When it comes time to start withdrawing the money you've spent a lifetime accumulating in your retirement portfolio, you’ll want to make sure you’re making the right decisions. You need to know that the US government requires you withdraw at least some of your funds annually, depending on the account type.
Required minimum distributions (RMDs) must be taken from your non-Roth retirement accounts by April 1 each year, beginning the year after you turn age 70½. Roth IRAs are exempt.
Some important considerations:
You can pick the accounts you withdraw from. If you have more than one of the same type of retirement account -- such as multiple traditional IRAs -- you can either take individual RMDs from each account or aggregate your total account values and withdraw this amount from one account. As long as your total RMD value is withdrawn, you will have satisfied the IRS requirement.

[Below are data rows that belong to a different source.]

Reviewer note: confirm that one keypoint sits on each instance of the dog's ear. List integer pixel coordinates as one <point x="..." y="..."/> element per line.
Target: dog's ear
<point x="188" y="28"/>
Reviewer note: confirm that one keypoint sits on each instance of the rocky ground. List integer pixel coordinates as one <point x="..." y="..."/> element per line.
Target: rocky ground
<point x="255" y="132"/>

If you have two different types of accounts… if you own more than one type of account, such as an IRA and an employer- sponsored plan account, you'll need to calculate your RMD for both types of accounts separately and take the proper amount from each.
You may be able to defer if you're still working. If you’re still employed at age 70½, you may be able to defer taking RMDs from your employer-sponsored plan until after you retire. You'll need to check with your employer.

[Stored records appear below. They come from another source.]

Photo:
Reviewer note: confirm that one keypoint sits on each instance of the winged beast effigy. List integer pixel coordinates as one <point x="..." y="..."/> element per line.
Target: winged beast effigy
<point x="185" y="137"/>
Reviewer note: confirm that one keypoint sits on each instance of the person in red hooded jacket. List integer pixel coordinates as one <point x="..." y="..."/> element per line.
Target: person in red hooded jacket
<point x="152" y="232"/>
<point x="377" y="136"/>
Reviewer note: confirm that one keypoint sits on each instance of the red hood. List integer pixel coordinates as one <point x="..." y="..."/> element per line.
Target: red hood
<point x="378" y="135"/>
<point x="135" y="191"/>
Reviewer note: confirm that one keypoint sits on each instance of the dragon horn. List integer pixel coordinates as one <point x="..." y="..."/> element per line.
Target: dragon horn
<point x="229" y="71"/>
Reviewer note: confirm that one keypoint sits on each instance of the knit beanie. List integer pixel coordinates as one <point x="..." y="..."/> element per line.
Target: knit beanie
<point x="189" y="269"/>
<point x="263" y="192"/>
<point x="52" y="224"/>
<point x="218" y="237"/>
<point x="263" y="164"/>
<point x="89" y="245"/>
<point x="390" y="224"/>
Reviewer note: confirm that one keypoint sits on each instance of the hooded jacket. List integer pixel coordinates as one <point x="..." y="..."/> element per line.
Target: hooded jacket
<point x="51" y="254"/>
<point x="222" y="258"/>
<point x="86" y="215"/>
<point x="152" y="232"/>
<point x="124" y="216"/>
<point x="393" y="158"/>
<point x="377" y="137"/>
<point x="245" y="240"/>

The penalties can be severe for failing to comply. If you fail to take your full RMD, the IRS may assess an excise tax of up to 50% on the amount you should have withdrawn and you'll still have to take the distribution.
Taxes are still due upon withdrawal. You will probably face a full or partial tax bite for your distributions, depending on whether your traditional IRA was funded with nondeductible contributions. Note also that the amount you’re required to withdraw may bump you up into a higher tax bracket.